Photo: Night on the River

Night on the River

Nighttime at the docks, under the bridge over the river. This was a fun shoot, though anything at 3 A.M. is. I did three versions: one at 1/6, one at 3.2″, and this one at 30″. In the slower versions the water looks rippled and ugly, but with a longer exposure it’s beautifully smooth, and the streetlights turn to stars. You can see eight points to each light because my lens has eight aperture blades. If I’d have opened up all the way there would be no spikes, and if I opened up further they’d be less prominent.

The number of spikes is equal to the number of aperture blades if even, and double the number if odd, though they’ll be half as bright. They are often a nice touch. For editing, I did simple contrast and color adjustments.

Canon Rebel XTi, EF 50mm 1:1.4, 30″, F9, 50mm, ISO100, 2008-07-21T02:50:56-04, 20080721-065056rxt

Download the high-res JPEG or download the source image.

This work is licensed under a Creative Commons Attribution 3.0 License. Please credit me as “Photo by Richard Thripp” or something similar.

On Exposure

One thing about digital photography, a short-coming compared to film, is that you can’t recover from over-exposure (except somewhat using RAW format). So be sure to get it right the first time, because you can’t edit the detail back in. Note that in that photo, the white highlights in the sky aren’t actually clipped (if they were “clipped,” they’d be pure white), but if your monitor is too bright, you won’t be able to tell by sight. Same goes for you camera’s LCD screen. This is why you have the histogram (hopefully, anyway; I used to have a Fujifilm A360 camera that completely lacked it). If the bars trail off to the right, you know your photo has pure white areas (over-exposure), and if it continues to the left, you have pure black areas (under-exposure). If it does both, as it often will during mid-day, there is too much contrast in the scene.

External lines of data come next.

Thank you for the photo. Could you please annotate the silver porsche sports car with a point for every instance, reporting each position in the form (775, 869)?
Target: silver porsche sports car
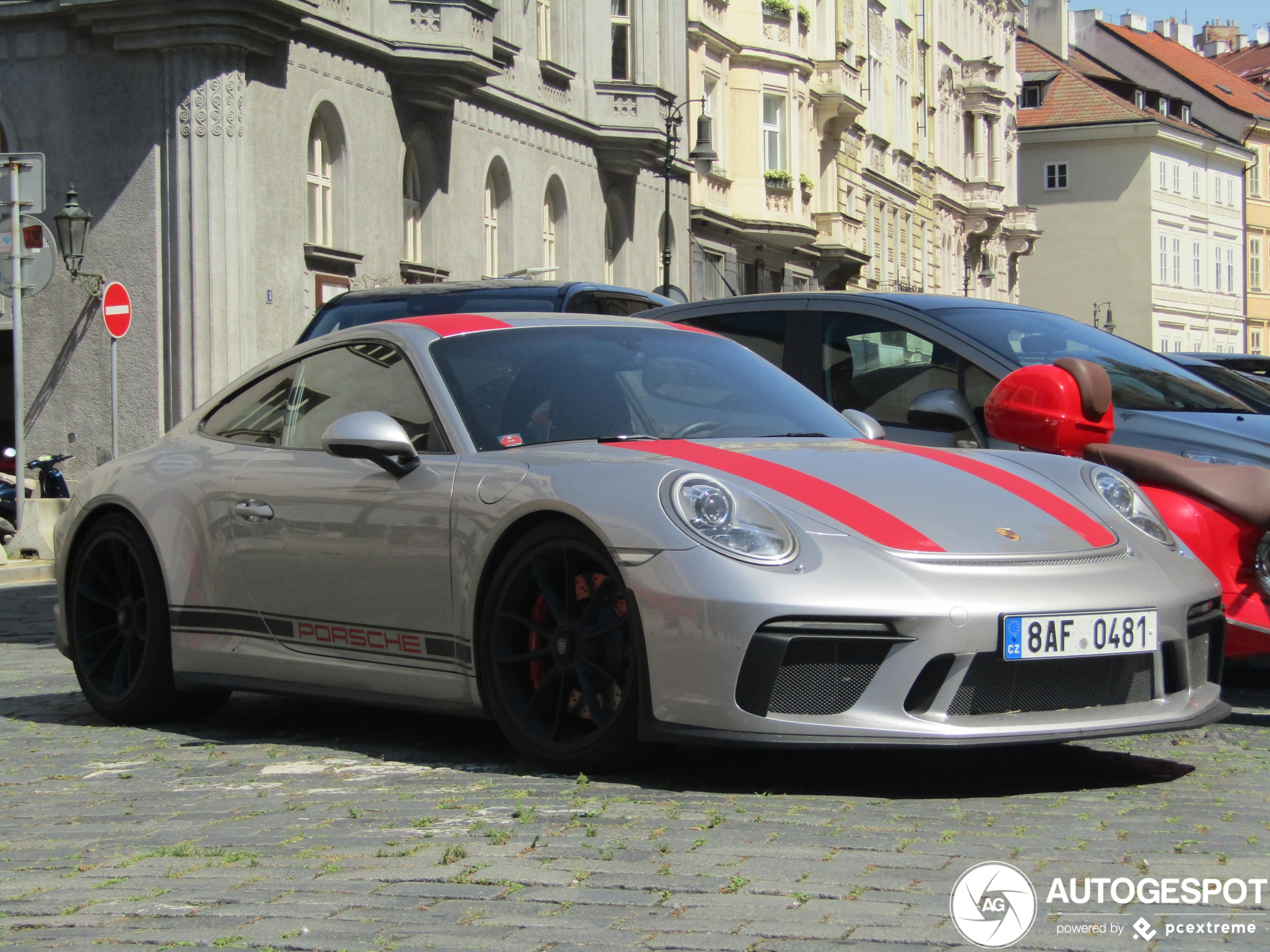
(598, 531)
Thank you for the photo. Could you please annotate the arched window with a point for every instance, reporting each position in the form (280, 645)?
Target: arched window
(549, 233)
(322, 224)
(490, 227)
(412, 210)
(610, 249)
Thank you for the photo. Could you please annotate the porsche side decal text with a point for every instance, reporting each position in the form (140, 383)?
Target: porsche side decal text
(835, 502)
(1084, 526)
(340, 636)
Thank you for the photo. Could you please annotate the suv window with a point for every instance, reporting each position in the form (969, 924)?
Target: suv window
(364, 376)
(879, 367)
(762, 332)
(254, 414)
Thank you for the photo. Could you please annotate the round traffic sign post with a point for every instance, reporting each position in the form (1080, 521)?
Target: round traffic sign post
(117, 311)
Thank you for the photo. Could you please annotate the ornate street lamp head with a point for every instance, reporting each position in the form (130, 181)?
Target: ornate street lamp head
(73, 226)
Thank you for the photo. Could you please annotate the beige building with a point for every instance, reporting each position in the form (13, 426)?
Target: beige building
(860, 146)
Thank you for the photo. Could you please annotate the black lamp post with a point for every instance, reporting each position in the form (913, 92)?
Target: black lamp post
(702, 156)
(73, 225)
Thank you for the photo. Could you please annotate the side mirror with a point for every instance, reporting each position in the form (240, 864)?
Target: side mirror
(1060, 408)
(372, 436)
(944, 410)
(868, 426)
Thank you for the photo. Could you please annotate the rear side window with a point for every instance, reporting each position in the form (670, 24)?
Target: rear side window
(254, 415)
(762, 332)
(614, 305)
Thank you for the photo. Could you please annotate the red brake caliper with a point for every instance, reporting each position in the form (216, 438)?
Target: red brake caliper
(542, 616)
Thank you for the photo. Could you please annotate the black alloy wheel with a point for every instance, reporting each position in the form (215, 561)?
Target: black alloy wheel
(117, 625)
(559, 650)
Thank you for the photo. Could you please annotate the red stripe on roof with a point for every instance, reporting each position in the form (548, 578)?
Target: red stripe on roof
(450, 324)
(848, 508)
(1084, 526)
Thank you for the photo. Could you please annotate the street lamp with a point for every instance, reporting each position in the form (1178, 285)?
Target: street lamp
(1108, 325)
(702, 158)
(73, 225)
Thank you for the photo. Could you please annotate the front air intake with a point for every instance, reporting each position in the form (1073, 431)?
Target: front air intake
(996, 686)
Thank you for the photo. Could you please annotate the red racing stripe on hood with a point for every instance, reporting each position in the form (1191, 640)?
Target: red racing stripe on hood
(448, 324)
(1084, 526)
(848, 508)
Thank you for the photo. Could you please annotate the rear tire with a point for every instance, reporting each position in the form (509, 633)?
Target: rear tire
(118, 628)
(560, 640)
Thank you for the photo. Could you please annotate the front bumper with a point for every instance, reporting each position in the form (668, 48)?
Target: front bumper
(702, 611)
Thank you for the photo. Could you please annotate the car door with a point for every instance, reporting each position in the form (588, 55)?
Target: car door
(340, 558)
(879, 361)
(774, 329)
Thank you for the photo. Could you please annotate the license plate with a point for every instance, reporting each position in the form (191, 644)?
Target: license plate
(1030, 638)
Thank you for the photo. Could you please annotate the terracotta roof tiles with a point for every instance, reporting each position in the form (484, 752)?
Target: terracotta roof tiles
(1207, 75)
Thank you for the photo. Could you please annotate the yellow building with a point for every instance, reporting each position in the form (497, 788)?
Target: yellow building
(860, 146)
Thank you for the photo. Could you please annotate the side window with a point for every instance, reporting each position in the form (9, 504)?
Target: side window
(256, 414)
(364, 376)
(876, 366)
(612, 305)
(762, 332)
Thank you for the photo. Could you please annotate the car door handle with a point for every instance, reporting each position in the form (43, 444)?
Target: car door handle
(253, 511)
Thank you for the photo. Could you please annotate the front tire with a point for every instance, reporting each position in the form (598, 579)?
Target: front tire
(559, 652)
(118, 628)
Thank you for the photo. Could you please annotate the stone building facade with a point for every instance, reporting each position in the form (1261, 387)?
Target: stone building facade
(896, 147)
(247, 160)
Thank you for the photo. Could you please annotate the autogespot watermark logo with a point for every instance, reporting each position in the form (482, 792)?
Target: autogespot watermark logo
(994, 906)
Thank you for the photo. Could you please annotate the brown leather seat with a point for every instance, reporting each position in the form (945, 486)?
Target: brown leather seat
(1244, 490)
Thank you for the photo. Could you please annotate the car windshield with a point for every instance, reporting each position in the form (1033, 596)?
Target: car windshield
(1141, 380)
(1254, 391)
(549, 385)
(354, 311)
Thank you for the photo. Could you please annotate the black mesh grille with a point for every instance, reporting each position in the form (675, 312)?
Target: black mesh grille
(996, 686)
(1196, 659)
(824, 676)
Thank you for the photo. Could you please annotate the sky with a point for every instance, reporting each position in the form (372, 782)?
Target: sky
(1249, 14)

Usually, clipped shadows, like the ones in the black areas here, are more pleasing than clipped highlights. The sun (below) is an exception, as we expect it to be bright (same goes for the sky, but not in sky-centered photos like sunsets). The photo also has clipped shadows (the flower buds on the left), but it looks nice still. However, I increased the contrast carefully on the computer (the second image is the original); it wouldn’t look that good straight from the camera.